OREANDA-NEWS. December 15, 2010. The Finance Ministry reported yesterday that it held three unscheduled auctions on Thursday-Friday (December 9-10) and on Monday (December, 13), attempting to place mid-term papers. In all of them, the government rejected all the bids, which came in at the following levels: 13%-13.6% for 1.5Y papers, and 13.5%-14.0% for 2Y bonds.
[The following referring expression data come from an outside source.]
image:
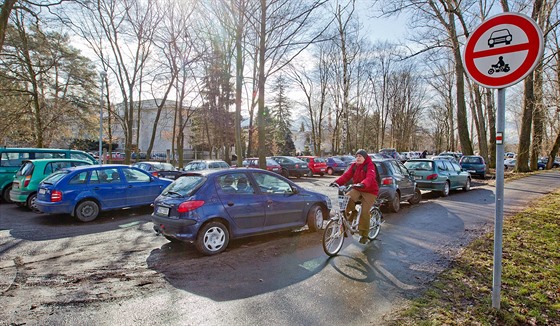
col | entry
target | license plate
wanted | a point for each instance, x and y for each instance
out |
(162, 211)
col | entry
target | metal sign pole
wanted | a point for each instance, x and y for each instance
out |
(499, 223)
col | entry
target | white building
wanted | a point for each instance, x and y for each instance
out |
(164, 132)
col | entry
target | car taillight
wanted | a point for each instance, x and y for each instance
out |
(431, 177)
(387, 181)
(56, 196)
(188, 206)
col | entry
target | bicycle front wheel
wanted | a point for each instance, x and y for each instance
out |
(333, 237)
(374, 223)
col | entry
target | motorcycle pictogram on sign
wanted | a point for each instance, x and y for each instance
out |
(503, 50)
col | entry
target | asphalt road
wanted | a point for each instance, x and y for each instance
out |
(115, 271)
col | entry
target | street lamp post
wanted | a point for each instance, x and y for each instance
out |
(102, 74)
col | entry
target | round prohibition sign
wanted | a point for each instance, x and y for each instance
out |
(509, 37)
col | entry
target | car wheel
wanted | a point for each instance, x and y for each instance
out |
(315, 218)
(395, 204)
(87, 211)
(212, 238)
(467, 186)
(6, 194)
(416, 198)
(445, 191)
(31, 202)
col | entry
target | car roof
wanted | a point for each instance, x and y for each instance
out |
(39, 160)
(210, 172)
(97, 166)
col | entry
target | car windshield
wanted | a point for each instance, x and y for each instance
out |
(472, 160)
(270, 161)
(166, 167)
(184, 186)
(419, 165)
(53, 178)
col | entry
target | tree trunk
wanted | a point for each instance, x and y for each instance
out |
(462, 123)
(491, 114)
(261, 83)
(239, 82)
(6, 9)
(526, 121)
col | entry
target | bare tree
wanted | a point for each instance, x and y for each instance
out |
(283, 34)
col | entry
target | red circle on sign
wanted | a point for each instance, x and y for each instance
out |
(534, 48)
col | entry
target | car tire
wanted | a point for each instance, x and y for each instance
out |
(467, 186)
(395, 204)
(212, 238)
(416, 198)
(6, 194)
(87, 211)
(445, 191)
(31, 202)
(315, 218)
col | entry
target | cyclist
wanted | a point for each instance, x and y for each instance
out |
(366, 189)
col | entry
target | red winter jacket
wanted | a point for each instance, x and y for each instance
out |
(358, 175)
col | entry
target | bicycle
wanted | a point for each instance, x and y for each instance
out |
(338, 225)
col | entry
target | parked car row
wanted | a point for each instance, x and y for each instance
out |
(209, 207)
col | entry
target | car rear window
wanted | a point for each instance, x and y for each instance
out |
(184, 186)
(26, 169)
(53, 178)
(419, 165)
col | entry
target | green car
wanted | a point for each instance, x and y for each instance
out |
(439, 175)
(31, 173)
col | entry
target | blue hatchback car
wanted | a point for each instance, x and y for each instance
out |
(84, 191)
(211, 207)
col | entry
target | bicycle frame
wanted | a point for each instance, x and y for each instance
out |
(338, 225)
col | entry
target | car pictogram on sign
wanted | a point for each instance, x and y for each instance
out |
(500, 36)
(503, 50)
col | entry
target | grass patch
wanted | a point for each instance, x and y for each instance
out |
(530, 293)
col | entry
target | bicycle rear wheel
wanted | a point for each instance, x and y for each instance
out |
(333, 237)
(374, 223)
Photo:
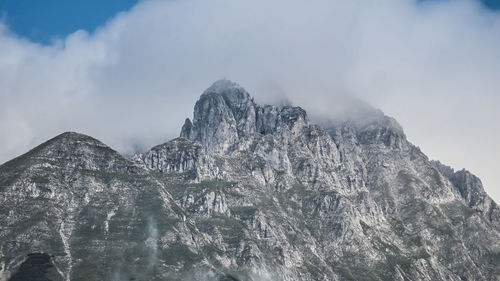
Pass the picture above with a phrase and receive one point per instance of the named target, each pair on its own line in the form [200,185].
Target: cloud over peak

Concorde Capital: we still believe the government has sufficient liquidity for its needs through yearend, still counting on a tranche from the International Monetary Fund to come by end-2010 (as we expect it will). As the government has to repay local sovereign bonds with a face value of UAH 3.5 bln, it is willing to raise some spare resources if rates be attractive. As banking liquidity recovered in recent days (correspondent accounts went up from UAH 16 bln to almost UAH 21 bln over the last week), the government decided to hold more frequent auctions so it does not miss out on issuing bonds at rates, lower than bids in recent auctions. Should the government receive its next USD 1 bln IMF tranche and privatize Ukrtelecom, it should have enough liquidity to live through 1Q11. This may also support domestic banking liquidity and, hence, press yields downward somewhat at the beginning of the year (some short-term liquidity disruptions are quite possible, providing that Ukrtelecom’s buyer will have time until end-February to fully pay the government). The Finance Ministry held another auction yesterday and is due to report its results in the coming hours.